お医者さんに読んでいただけたのはうれしいです。

>肉体的苦痛よりも人間らしく生きられないことが苦痛であったのでしょう。

このように読み取っていただけて幸いです。

はじめて「死んでいく人間」を目の当たりにしたのですが、知らず知らずのうちに、もう先がないのでせめて静かに・・・と思うようになっていました。そんな態度が伝わったのか、「死んでいく人を見るような目で見るな」と言われたこともありました。

モルヒネっていうのはそういう態度を薬にしたようなものなんじゃないかと思います。「せめて楽に死なせてあげたい」というのは、いったい誰の望みなのかと考えさせられました。そこから、医療大麻という可能性に注目するようになったわけです。

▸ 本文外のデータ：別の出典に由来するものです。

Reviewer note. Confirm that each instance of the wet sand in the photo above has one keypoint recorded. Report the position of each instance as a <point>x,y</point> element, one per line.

「立派」とおっしゃってくださいましたが、死ぬ間際までそうやってじたばたしていたのが母らしかったなあという感じです。

ごらんの通り、このブログ、医療大麻やガンをメインにしているわけではなくて、そういうことも日常生活のなかで考えていきたいというものなので、「大麻開放論」をぶち上げるとこまでは行きませんが、しつこくこだわっていきたいと思いますので、よろしくお願いします。フロッガーさんのブログもまた拝見いたします。コメント、ありがとうございました。